Consideration Linq to SQL Entity Spaces Entity Framework
Released Product Yes Yes No
Supports LINQ Yes No Yes
Clean business objects Yes No Yes
Easy query navigability for Many-to-manys No Yes Yes
Easy to modify Many-to-manys No No Yes
Supports all databases No Yes Yes

Ultimately it was decided that as long as we are careful it should be easy to convert between the DALs. That way we can start of in one and move to another one. We will start off with Entity Spaces. One additional action item was to check out LLBLGen Pro, and msbuild support for MyGeneration.

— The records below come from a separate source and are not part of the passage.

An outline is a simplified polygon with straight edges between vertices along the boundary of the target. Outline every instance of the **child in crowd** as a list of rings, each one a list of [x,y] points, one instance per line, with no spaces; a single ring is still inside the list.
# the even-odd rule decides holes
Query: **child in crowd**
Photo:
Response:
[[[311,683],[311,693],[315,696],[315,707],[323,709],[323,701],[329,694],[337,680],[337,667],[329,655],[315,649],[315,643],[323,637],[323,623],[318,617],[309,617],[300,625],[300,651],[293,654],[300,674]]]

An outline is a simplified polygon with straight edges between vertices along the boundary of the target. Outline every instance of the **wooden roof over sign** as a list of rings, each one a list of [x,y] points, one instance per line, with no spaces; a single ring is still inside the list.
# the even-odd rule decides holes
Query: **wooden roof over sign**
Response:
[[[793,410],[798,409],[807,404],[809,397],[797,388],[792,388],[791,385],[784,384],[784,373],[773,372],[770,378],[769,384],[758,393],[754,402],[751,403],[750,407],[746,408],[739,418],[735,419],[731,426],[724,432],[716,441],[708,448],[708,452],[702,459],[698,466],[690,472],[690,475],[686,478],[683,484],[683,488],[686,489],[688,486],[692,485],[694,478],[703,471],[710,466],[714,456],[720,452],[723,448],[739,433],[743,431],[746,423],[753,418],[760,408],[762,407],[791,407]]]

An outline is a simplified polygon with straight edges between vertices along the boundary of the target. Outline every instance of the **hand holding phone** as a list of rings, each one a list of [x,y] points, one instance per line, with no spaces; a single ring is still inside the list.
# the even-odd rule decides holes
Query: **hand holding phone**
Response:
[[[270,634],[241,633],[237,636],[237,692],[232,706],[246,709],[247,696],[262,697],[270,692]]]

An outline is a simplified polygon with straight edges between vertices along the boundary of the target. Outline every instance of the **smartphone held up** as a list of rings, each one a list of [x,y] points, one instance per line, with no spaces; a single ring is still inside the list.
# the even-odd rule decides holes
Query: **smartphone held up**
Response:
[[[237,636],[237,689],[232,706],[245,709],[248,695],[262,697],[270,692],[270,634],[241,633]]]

Now that 3.5 SP1 had finally shipped we decided to completely replace our data access layer with Entity framework. One thing that we didn’t like going in was the fact that we still wouldn’t be able to replace our existing two-tiered entity objects. In our initial model we have one set tied to Entity Spaces and the other which is a DTO representing basically the same object.

What we liked:

  1. We could use LINQ
    I know that it doesn’t seem like this is such a big deal, but check this out:

    Before:

    public static ContainerInfo[] GetContainerInfosByExternalId(
    	string externalSampleId)
    {
        var containerInfos = new List<containerinfo>();
        if (String.IsNullOrEmpty(externalSampleId))
            return new ContainerInfo[0];
        var sampleSlotQuery = new SampleSlotQuery("s");
        Dal.InitConnectionName(sampleSlotQuery.es);
        var containers = new ContainerCollection();
        containers.Query.es.JoinAlias = "c";
        Dal.InitConnectionName(containers.es);
    
        containers.Query.InnerJoin(sampleSlotQuery)
           .On(containers.Query.ContainerId == sampleSlotQuery.ContainerId);
        containers.Query.Where(sampleSlotQuery.ExternalSampleId == externalSampleId);
        containers.Query.OrderBy(containers.Query.ContainerId.Ascending);
        if (containers.Query.Load())
        {
            foreach (Container container in containers)
            {
                containerInfos.Add(ConvertToContainerInfo(container));
            }
        }
        return containerInfos.ToArray();
    }
    

    After:

    public static ContainerInfo[] GetContainerInfosByExternalId(
    	WorkflowStateEntities db, string externalId)
    {
        return
            (from c in db.Containers.Include("Samples")
             from ss in c.SampleSlots
             where ss.ExternalId == externalId
             select ConvertToContainerInfo(c)).ToArray();
    }
    

What we didn’t like. These were relatively minor things like:

  • No lazy loading
  • Non type-safe eager loading
  • (See here)

It took 5 of us about 4 days to convert the entire thing over. After it was done I tried to figure out how many lines we were able to remove. However, there was a problem, because even though I knew we were able to reduce the code, the Code Metrics in Visual Studio showed that the number of lines increased. After some frustration, I finally used a version of wc (the Unix utility) which showed a 10-15% reduction across the board

Another problem we had was the varchar / nvarchar problem. We actually reported this problem to the Entity Framework team through one of our Help support tickets. From one of our developers
In EF, as it turns out, the queries are ALWAYS cast to nvarchar (Unicode) regardless of the schema column type being a varchar (or bit). Before running my last set of traces (those shown above), I made sure that ALL columns in the schema were preset to be nvarchar types before running the EF code. That actually improved the query speed, cutting the time in half from about 4000 microseconds to 2200 microseconds

But the biggest problem turned out to be performance. We had some pretty big load operations going in. By converting one of these queries went from 21 seconds in Entity Spaces to 2 minutes in Entity Framework. Basically a 6x factor across the board. This performance was not acceptable for our product. So after doing all of the conversion we had to roll everything back – uggh!